By Iain Scott, ITWeb group consulting editor
Johannesburg, 03 Jan 2005

Blogs - online journals - have established themselves as a key part of online culture, with blog creation and readership soaring over the past year, according to a new study.

The study, undertaken by Pew Internet & American Life Project (PIP) in November, shows that 27% of American Internet users say they read blogs. This is a 58% increase from the 17% who claimed to be blog readers last February.

This means that by the end of last year, 32 million Americans were blog readers.

The key driver was increased awareness of blogs during the US election campaign and other major news events, according to PIP director Lee Rainie.

However, blogs have yet to enter the awareness of the majority of Internet users.

"For all the excitement about blogs and the media coverage of them, blogs have not yet become recognised by a majority of Internet users.
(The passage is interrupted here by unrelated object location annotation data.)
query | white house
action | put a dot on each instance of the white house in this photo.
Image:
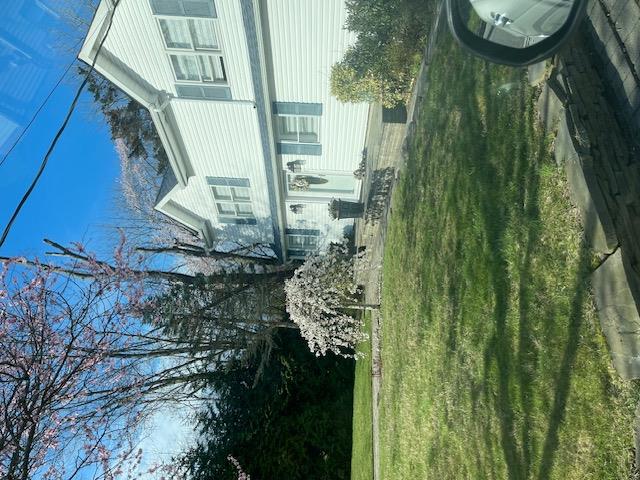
(239, 93)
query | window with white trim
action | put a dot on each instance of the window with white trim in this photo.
(298, 128)
(307, 243)
(198, 68)
(189, 34)
(184, 8)
(232, 201)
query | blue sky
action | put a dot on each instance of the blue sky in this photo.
(74, 199)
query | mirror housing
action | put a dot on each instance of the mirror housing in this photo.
(517, 57)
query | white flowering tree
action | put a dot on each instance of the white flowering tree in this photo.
(319, 297)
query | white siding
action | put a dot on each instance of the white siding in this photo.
(306, 38)
(222, 139)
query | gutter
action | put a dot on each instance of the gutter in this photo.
(253, 18)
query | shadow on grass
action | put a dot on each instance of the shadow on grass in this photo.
(519, 196)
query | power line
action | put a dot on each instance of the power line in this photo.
(61, 130)
(42, 105)
(37, 112)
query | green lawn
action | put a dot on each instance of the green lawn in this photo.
(362, 453)
(494, 364)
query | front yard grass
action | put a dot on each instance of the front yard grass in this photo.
(362, 451)
(494, 363)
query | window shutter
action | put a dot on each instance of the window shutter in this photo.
(302, 231)
(299, 149)
(294, 108)
(199, 8)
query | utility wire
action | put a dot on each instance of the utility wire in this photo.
(37, 112)
(61, 130)
(44, 102)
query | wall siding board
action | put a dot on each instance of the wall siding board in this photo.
(223, 141)
(227, 138)
(307, 37)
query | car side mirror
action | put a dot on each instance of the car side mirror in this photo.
(514, 32)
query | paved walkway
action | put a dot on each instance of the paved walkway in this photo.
(613, 28)
(385, 149)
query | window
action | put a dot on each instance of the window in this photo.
(191, 34)
(198, 68)
(301, 241)
(232, 196)
(184, 8)
(299, 129)
(203, 92)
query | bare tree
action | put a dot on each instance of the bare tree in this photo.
(88, 347)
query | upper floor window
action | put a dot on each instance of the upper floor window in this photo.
(184, 8)
(293, 128)
(298, 128)
(198, 68)
(190, 34)
(232, 196)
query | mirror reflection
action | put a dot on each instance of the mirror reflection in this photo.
(516, 23)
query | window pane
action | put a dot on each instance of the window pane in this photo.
(176, 33)
(288, 127)
(199, 8)
(308, 129)
(185, 67)
(244, 209)
(240, 193)
(226, 208)
(221, 193)
(203, 34)
(211, 68)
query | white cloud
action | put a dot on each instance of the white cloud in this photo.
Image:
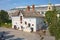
(14, 4)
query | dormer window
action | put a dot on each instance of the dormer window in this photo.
(25, 22)
(29, 24)
(49, 7)
(20, 18)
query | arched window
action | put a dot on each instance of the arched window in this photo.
(29, 24)
(25, 22)
(20, 18)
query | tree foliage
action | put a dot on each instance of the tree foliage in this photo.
(53, 23)
(4, 17)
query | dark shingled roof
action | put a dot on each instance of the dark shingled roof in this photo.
(28, 14)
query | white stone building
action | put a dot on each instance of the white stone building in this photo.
(28, 20)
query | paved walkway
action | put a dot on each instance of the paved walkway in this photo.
(11, 34)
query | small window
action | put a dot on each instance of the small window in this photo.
(25, 22)
(32, 24)
(29, 24)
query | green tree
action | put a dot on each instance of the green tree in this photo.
(53, 23)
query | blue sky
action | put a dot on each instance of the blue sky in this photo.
(8, 4)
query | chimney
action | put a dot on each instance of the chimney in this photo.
(33, 7)
(28, 8)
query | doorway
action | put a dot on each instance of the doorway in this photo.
(31, 29)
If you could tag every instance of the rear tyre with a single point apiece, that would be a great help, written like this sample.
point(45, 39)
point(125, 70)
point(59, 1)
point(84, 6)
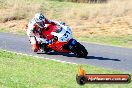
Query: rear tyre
point(79, 50)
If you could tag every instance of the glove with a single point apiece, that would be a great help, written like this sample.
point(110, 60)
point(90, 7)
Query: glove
point(63, 23)
point(49, 41)
point(35, 48)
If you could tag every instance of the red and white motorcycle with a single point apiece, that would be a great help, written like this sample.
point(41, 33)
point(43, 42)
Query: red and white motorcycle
point(61, 35)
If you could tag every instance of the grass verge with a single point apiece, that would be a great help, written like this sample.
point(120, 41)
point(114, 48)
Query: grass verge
point(123, 41)
point(21, 71)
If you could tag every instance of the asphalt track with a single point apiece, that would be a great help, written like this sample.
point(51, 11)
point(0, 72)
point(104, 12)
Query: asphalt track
point(117, 58)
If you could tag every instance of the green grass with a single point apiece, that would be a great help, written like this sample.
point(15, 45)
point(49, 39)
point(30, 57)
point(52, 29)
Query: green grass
point(21, 71)
point(124, 41)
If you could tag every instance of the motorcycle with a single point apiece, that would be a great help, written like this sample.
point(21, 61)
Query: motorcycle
point(62, 40)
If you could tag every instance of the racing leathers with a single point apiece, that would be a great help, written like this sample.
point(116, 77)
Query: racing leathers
point(34, 33)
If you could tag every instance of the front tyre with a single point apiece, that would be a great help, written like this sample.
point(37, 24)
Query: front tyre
point(80, 50)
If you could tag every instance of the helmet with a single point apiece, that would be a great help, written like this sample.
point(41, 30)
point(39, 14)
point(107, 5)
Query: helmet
point(40, 20)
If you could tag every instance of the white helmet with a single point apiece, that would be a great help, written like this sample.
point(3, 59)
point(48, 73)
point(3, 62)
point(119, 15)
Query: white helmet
point(40, 20)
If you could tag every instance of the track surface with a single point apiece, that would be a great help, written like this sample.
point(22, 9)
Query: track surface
point(99, 55)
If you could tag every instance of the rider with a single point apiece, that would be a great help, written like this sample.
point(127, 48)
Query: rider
point(35, 27)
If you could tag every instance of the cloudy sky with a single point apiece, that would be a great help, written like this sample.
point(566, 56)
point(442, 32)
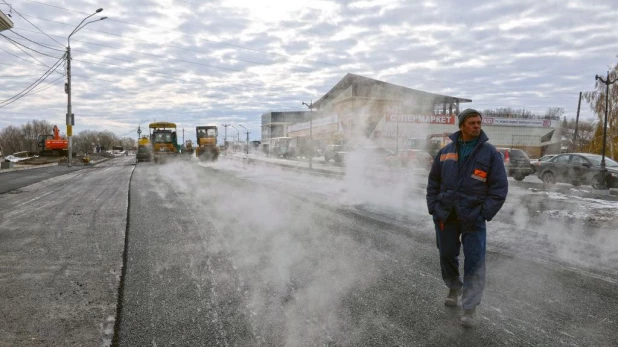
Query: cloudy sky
point(228, 61)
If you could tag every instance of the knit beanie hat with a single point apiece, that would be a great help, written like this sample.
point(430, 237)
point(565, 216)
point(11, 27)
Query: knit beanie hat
point(467, 113)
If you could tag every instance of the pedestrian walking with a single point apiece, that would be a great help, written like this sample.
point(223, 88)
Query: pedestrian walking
point(467, 186)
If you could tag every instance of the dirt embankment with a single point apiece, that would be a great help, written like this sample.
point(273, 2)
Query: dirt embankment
point(63, 160)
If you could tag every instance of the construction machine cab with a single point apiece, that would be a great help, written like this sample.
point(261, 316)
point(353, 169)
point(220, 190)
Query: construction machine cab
point(206, 142)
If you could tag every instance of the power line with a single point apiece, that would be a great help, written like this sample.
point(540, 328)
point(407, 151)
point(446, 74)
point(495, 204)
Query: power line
point(32, 49)
point(171, 46)
point(26, 19)
point(33, 85)
point(16, 56)
point(38, 43)
point(193, 37)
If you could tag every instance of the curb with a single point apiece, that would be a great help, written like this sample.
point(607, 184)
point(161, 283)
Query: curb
point(28, 167)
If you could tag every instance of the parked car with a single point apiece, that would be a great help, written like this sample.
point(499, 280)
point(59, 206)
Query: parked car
point(516, 163)
point(577, 169)
point(535, 163)
point(335, 152)
point(411, 158)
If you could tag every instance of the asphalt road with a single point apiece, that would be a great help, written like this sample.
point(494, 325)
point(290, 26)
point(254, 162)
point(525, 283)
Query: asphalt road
point(61, 244)
point(215, 260)
point(12, 180)
point(217, 257)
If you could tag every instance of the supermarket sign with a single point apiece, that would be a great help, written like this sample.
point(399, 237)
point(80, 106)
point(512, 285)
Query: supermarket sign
point(429, 119)
point(451, 119)
point(520, 122)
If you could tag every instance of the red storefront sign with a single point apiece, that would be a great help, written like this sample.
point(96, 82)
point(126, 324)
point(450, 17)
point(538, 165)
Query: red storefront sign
point(431, 119)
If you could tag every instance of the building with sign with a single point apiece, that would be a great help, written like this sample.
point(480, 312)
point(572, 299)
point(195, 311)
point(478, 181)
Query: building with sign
point(358, 109)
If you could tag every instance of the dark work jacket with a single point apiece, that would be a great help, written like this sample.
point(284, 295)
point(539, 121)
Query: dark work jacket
point(476, 187)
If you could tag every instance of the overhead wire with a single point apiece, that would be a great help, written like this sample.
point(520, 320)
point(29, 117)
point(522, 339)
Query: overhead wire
point(172, 46)
point(21, 44)
point(192, 37)
point(486, 87)
point(26, 19)
point(33, 85)
point(38, 43)
point(467, 84)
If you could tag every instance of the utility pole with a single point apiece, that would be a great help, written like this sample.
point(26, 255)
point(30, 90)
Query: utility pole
point(607, 82)
point(247, 131)
point(70, 120)
point(225, 137)
point(579, 103)
point(237, 138)
point(311, 149)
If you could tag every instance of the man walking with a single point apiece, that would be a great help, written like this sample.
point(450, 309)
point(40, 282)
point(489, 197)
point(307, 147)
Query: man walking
point(467, 186)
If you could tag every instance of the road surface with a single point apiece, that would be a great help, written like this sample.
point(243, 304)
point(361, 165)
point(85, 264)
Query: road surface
point(231, 254)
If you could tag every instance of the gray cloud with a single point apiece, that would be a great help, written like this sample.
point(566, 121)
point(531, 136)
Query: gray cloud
point(235, 60)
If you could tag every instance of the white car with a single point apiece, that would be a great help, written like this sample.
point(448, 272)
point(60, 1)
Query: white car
point(535, 163)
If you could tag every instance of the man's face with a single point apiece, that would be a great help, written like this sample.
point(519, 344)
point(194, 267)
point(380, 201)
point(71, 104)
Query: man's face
point(471, 127)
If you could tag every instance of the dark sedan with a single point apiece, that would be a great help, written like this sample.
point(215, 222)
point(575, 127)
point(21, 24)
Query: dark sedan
point(577, 169)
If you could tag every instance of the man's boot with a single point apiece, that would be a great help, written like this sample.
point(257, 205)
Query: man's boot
point(452, 299)
point(468, 320)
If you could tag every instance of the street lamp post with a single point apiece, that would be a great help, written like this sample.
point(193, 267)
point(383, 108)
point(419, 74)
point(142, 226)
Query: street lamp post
point(225, 137)
point(607, 82)
point(70, 121)
point(246, 131)
point(237, 137)
point(310, 133)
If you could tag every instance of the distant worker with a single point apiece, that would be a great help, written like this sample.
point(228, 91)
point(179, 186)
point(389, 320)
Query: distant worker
point(467, 186)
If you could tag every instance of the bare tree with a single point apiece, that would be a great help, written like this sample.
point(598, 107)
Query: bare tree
point(596, 100)
point(554, 113)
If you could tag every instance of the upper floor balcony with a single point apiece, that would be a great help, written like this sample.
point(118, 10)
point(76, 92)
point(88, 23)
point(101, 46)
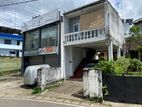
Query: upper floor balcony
point(85, 24)
point(11, 47)
point(91, 23)
point(86, 36)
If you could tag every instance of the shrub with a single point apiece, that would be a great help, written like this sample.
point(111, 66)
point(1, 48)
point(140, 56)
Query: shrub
point(105, 66)
point(121, 65)
point(135, 65)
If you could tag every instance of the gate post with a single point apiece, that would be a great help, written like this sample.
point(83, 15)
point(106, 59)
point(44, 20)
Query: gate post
point(92, 84)
point(41, 78)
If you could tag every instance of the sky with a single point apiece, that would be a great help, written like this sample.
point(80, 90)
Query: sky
point(15, 15)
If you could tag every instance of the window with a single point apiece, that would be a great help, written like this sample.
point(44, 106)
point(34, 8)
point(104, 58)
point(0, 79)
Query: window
point(6, 41)
point(32, 40)
point(49, 36)
point(76, 27)
point(18, 42)
point(12, 52)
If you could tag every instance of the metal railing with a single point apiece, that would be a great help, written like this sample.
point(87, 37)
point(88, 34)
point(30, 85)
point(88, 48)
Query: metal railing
point(84, 35)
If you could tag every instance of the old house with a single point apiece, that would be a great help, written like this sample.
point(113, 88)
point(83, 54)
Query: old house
point(91, 31)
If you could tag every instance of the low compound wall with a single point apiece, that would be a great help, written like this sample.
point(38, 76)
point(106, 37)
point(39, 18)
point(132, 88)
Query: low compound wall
point(123, 88)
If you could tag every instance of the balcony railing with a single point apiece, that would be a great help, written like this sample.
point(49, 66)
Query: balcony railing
point(84, 35)
point(12, 47)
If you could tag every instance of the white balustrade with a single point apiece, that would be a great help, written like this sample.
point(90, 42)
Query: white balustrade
point(84, 35)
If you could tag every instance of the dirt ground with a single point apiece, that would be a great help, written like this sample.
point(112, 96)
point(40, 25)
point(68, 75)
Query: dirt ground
point(69, 92)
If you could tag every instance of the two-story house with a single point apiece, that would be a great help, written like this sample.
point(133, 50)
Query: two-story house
point(90, 32)
point(87, 33)
point(42, 40)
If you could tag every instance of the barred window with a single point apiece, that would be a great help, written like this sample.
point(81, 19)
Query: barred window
point(32, 40)
point(49, 36)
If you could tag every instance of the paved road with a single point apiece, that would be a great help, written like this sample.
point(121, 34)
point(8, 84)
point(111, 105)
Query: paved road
point(28, 103)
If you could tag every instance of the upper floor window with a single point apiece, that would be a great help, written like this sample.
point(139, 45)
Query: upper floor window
point(6, 41)
point(76, 27)
point(49, 36)
point(32, 40)
point(18, 42)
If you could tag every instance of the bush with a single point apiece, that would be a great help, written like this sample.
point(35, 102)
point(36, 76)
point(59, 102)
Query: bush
point(121, 65)
point(135, 65)
point(105, 66)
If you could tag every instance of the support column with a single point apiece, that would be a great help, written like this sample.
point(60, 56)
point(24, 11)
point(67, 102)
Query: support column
point(118, 52)
point(110, 51)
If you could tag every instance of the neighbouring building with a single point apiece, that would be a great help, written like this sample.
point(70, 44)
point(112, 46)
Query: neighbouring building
point(90, 32)
point(42, 42)
point(139, 23)
point(10, 42)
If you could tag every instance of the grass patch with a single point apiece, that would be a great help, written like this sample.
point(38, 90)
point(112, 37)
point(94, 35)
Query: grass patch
point(139, 74)
point(37, 90)
point(9, 65)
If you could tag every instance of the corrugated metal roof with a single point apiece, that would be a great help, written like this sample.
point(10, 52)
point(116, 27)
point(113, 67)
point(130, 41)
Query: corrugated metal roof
point(82, 7)
point(11, 36)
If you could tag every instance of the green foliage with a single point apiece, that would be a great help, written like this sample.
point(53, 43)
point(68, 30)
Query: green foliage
point(135, 65)
point(105, 66)
point(36, 90)
point(135, 29)
point(121, 65)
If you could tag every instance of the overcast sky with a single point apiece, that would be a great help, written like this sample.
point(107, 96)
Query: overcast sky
point(15, 15)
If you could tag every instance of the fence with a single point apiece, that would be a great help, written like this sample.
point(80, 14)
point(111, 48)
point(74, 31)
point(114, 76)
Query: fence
point(123, 88)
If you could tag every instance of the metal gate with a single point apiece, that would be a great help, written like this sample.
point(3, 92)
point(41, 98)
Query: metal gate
point(123, 88)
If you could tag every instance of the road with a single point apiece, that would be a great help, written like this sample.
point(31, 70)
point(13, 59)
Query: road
point(29, 103)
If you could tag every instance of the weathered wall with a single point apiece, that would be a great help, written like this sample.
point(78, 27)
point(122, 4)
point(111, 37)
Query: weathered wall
point(116, 26)
point(91, 20)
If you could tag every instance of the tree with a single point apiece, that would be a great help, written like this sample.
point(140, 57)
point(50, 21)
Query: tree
point(134, 30)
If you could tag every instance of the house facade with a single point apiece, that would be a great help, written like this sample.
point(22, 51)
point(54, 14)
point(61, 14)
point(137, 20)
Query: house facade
point(10, 42)
point(90, 32)
point(42, 40)
point(86, 34)
point(139, 23)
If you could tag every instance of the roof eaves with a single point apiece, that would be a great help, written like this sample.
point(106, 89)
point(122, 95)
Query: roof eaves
point(85, 6)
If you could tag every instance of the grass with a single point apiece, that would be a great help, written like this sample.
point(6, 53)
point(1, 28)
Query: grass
point(37, 90)
point(9, 65)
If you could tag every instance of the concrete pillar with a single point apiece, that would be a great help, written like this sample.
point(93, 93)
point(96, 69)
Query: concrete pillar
point(71, 61)
point(118, 52)
point(110, 51)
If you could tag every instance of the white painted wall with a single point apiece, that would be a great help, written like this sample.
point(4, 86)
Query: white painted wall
point(72, 58)
point(78, 55)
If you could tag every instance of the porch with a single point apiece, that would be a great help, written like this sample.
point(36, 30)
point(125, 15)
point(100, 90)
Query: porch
point(82, 54)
Only 28% of all Internet users know what a blog is," Ranie says.

He adds that 7% of the 120 million US adults who use the Internet - about eight million people - say they have created a blog.

The popularity of blogs was made evident recently when dictionary publisher Merriam-Webster said that blog, defined as "a Web site that contains an online personal journal with reflections, comments and often hyperlinks", topped the list of the 10 most looked-up words on its Internet site in 2004.

However, the picture is different in SA, says Arthur Goldstuck, MD of research firm World Wide Worx.

"Blogging is not massive, but there is a cult following in SA," Goldstuck says. "There is a number of blogs growing in popularity and there are areas where people engage or indulge in blogging.

"But it`s very much a niche thing in SA and completely unknown to the mainstream Internet users."

He adds that it is simply a matter of blogs not yet having caught on, partially because of a lack of awareness of their existence, and also of what can be done with them.

"Blogs have enormous potential in Africa as a communications medium," he says. In the early days of the Internet, there was the idea that anyone could publish a news site, but the reality was that people still had to have "enormous" resources to do so.

However, Goldstuck says blogs are living up to those early promises of the Internet.